[SPARK-48854][DOCS] Add missing options in CSV documentation

yaooqinn · jingz-db · commit f3804c035c96 · 2024-07-22T10:06:24.000-07:00
### What changes were proposed in this pull request? This PR added documents for missing CSV options, including `delimiter` as an alternative to `sep`, `charset` as an alternative to `encoding`, `codec` as an alternative to `compression`, and `timeZone`, excluding `columnPruning` which falls back to an internal SQL config. ### Why are the changes needed? improvement for user guide ### Does this PR introduce _any_ user-facing change? no ### How was this patch tested? doc build ![image](https://github.com/apache/spark/assets/8326978/d8ff888b-cafa-44e6-ab74-7bf69702a267) ### Was this patch authored or co-authored using generative AI tooling? no Closes apache#47278 from yaooqinn/SPARK-48854. Authored-by: Kent Yao <yao@apache.org> Signed-off-by: Kent Yao <yao@apache.org>
diff --git a/docs/sql-data-sources-csv.md b/docs/sql-data-sources-csv.md
@@ -55,13 +55,13 @@ Data source options of CSV can be set via:
 <table>
   <thead><tr><th><b>Property Name</b></th><th><b>Default</b></th><th><b>Meaning</b></th><th><b>Scope</b></th></tr></thead>
   <tr>
-    <td><code>sep</code></td>
+    <td><code>sep</code><br><code>delimiter</code></td>
     <td>,</td>
     <td>Sets a separator for each field and value. This separator can be one or more characters.</td>
     <td>read/write</td>
   </tr>
   <tr>
-    <td><code>encoding</code></td>
+    <td><code>encoding</code><br><code>charset</code></td>
     <td>UTF-8</td>
     <td>For reading, decodes the CSV files by the given encoding type. For writing, specifies encoding (charset) of saved CSV files. CSV built-in functions ignore this option.</td>
     <td>read/write</td>
@@ -261,10 +261,22 @@ Data source options of CSV can be set via:
     <td>read</td>
   </tr>
   <tr>
-    <td><code>compression</code></td>
+    <td><code>compression</code><br><code>codec</code></td>
     <td>(none)</td>
     <td>Compression codec to use when saving to file. This can be one of the known case-insensitive shorten names (<code>none</code>, <code>bzip2</code>, <code>gzip</code>, <code>lz4</code>, <code>snappy</code> and <code>deflate</code>). CSV built-in functions ignore this option.</td>
     <td>write</td>
   </tr>
+  <tr>
+    <td><code>timeZone</code></td>
+    <td>(value of <code>spark.sql.session.timeZone</code> configuration)</td>
+    <td>Sets the string that indicates a time zone ID to be used to format timestamps in the JSON datasources or partition values. The following formats of <code>timeZone</code> are supported:<br>
+    <ul>
+      <li>Region-based zone ID: It should have the form 'area/city', such as 'America/Los_Angeles'.</li>
+      <li>Zone offset: It should be in the format '(+|-)HH:mm', for example '-08:00' or '+01:00'. Also 'UTC' and 'Z' are supported as aliases of '+00:00'.</li>
+    </ul>
+    Other short names like 'CST' are not recommended to use because they can be ambiguous.
+    </td>
+    <td>read/write</td>
+  </tr>
 </table>
 Other generic options can be found in <a href="https://spark.apache.org/docs/latest/sql-data-sources-generic-options.html">Generic File Source Options</a>.

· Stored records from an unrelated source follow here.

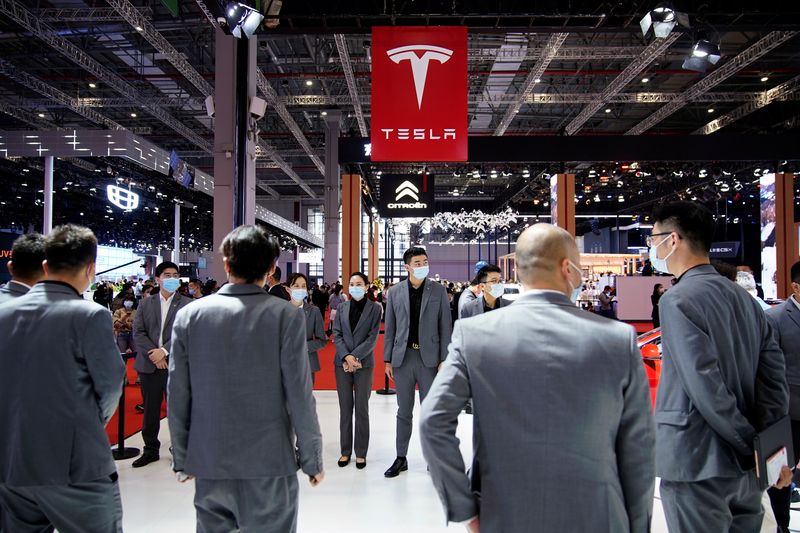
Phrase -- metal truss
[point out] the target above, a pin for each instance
(344, 56)
(654, 50)
(781, 92)
(48, 34)
(272, 99)
(769, 42)
(548, 52)
(142, 24)
(35, 84)
(84, 14)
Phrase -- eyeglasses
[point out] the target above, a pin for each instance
(649, 240)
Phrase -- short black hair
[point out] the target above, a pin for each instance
(412, 252)
(483, 273)
(362, 276)
(795, 272)
(27, 254)
(251, 252)
(165, 265)
(69, 248)
(692, 221)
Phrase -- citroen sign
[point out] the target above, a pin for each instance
(122, 198)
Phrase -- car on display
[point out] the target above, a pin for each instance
(512, 291)
(650, 345)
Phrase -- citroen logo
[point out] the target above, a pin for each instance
(419, 63)
(122, 198)
(406, 189)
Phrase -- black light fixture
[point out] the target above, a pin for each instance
(662, 20)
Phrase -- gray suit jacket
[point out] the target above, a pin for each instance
(475, 307)
(559, 418)
(435, 324)
(785, 321)
(723, 378)
(60, 380)
(147, 328)
(12, 290)
(240, 401)
(361, 342)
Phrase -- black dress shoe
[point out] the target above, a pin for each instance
(400, 465)
(145, 460)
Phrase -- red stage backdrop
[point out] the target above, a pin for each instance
(419, 93)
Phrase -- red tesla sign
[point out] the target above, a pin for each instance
(419, 93)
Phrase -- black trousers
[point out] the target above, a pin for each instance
(154, 391)
(782, 499)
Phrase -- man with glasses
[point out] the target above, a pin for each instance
(492, 289)
(152, 333)
(722, 380)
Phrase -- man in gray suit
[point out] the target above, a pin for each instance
(152, 334)
(243, 417)
(563, 431)
(418, 326)
(25, 266)
(785, 321)
(723, 379)
(60, 380)
(492, 289)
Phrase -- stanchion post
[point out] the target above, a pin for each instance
(121, 452)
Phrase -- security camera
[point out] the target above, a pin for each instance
(210, 106)
(257, 107)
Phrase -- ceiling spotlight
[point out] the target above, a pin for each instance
(660, 21)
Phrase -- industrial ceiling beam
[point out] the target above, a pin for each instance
(654, 50)
(764, 45)
(344, 56)
(781, 92)
(548, 53)
(17, 12)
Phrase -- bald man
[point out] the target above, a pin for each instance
(562, 413)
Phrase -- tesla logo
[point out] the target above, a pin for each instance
(420, 63)
(122, 198)
(406, 189)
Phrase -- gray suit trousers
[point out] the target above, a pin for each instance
(354, 389)
(407, 376)
(716, 505)
(88, 507)
(263, 505)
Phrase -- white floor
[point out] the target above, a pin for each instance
(349, 500)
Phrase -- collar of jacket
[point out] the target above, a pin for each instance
(240, 289)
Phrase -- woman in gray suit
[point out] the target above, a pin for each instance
(315, 329)
(355, 333)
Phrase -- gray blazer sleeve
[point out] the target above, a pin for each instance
(445, 324)
(338, 337)
(636, 443)
(695, 360)
(319, 332)
(103, 362)
(367, 346)
(179, 394)
(141, 338)
(296, 377)
(438, 422)
(390, 330)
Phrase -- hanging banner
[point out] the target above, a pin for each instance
(419, 93)
(406, 195)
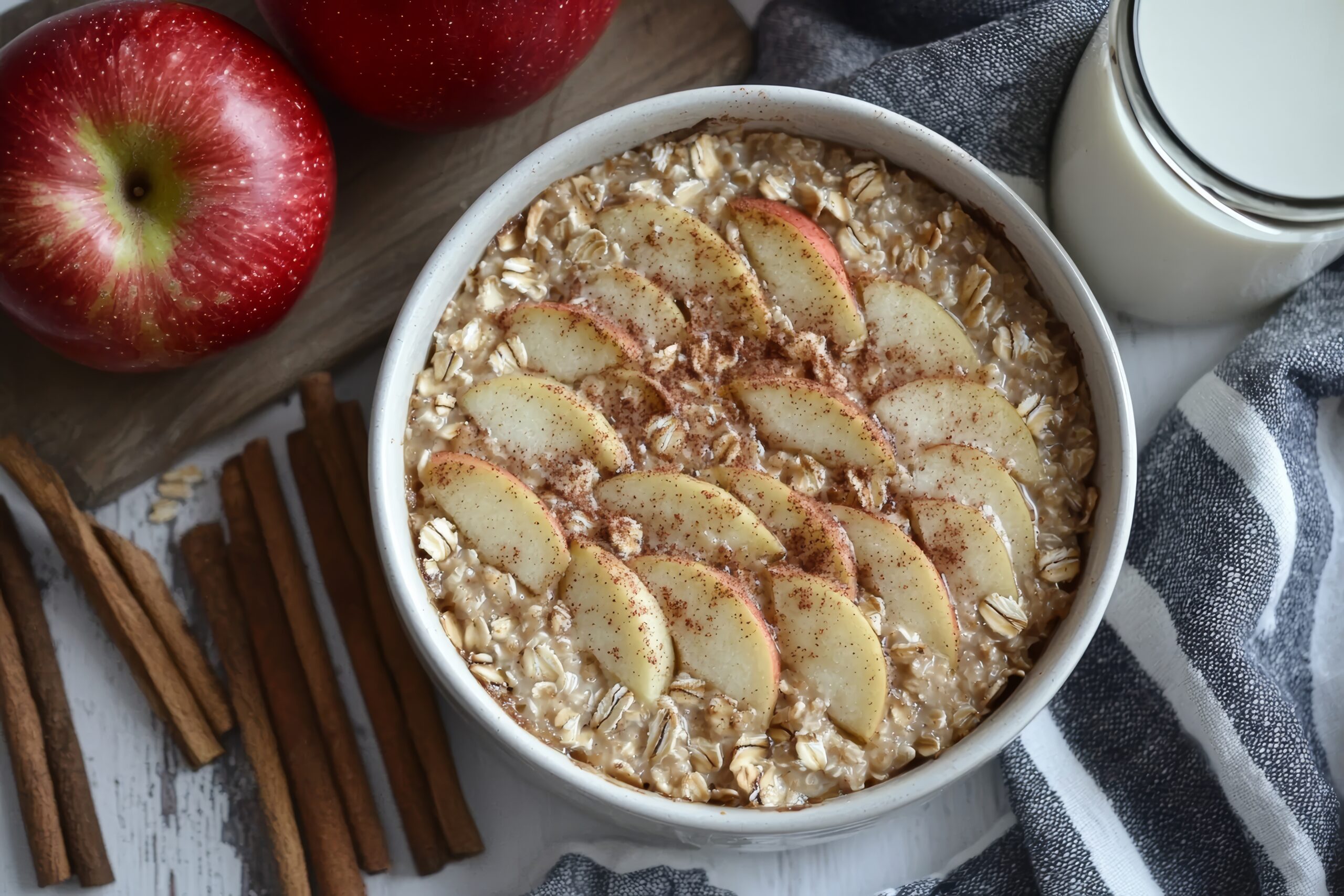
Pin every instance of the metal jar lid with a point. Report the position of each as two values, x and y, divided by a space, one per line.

diff --git a/docs/sql-data-sources-json.md b/docs/sql-data-sources-json.md
@@ -112,7 +112,6 @@ Data source options of JSON can be set via:
 <table>
   <thead><tr><th><b>Property Name</b></th><th><b>Default</b></th><th><b>Meaning</b></th><th><b>Scope</b></th></tr></thead>
   <tr>
-    <!-- TODO(SPARK-35433): Add timeZone to Data Source Option for CSV, too. -->
     <td><code>timeZone</code></td>
     <td>(value of <code>spark.sql.session.timeZone</code> configuration)</td>
     <td>Sets the string that indicates a time zone ID to be used to format timestamps in the JSON datasources or partition values. The following formats of <code>timeZone</code> are supported:<br>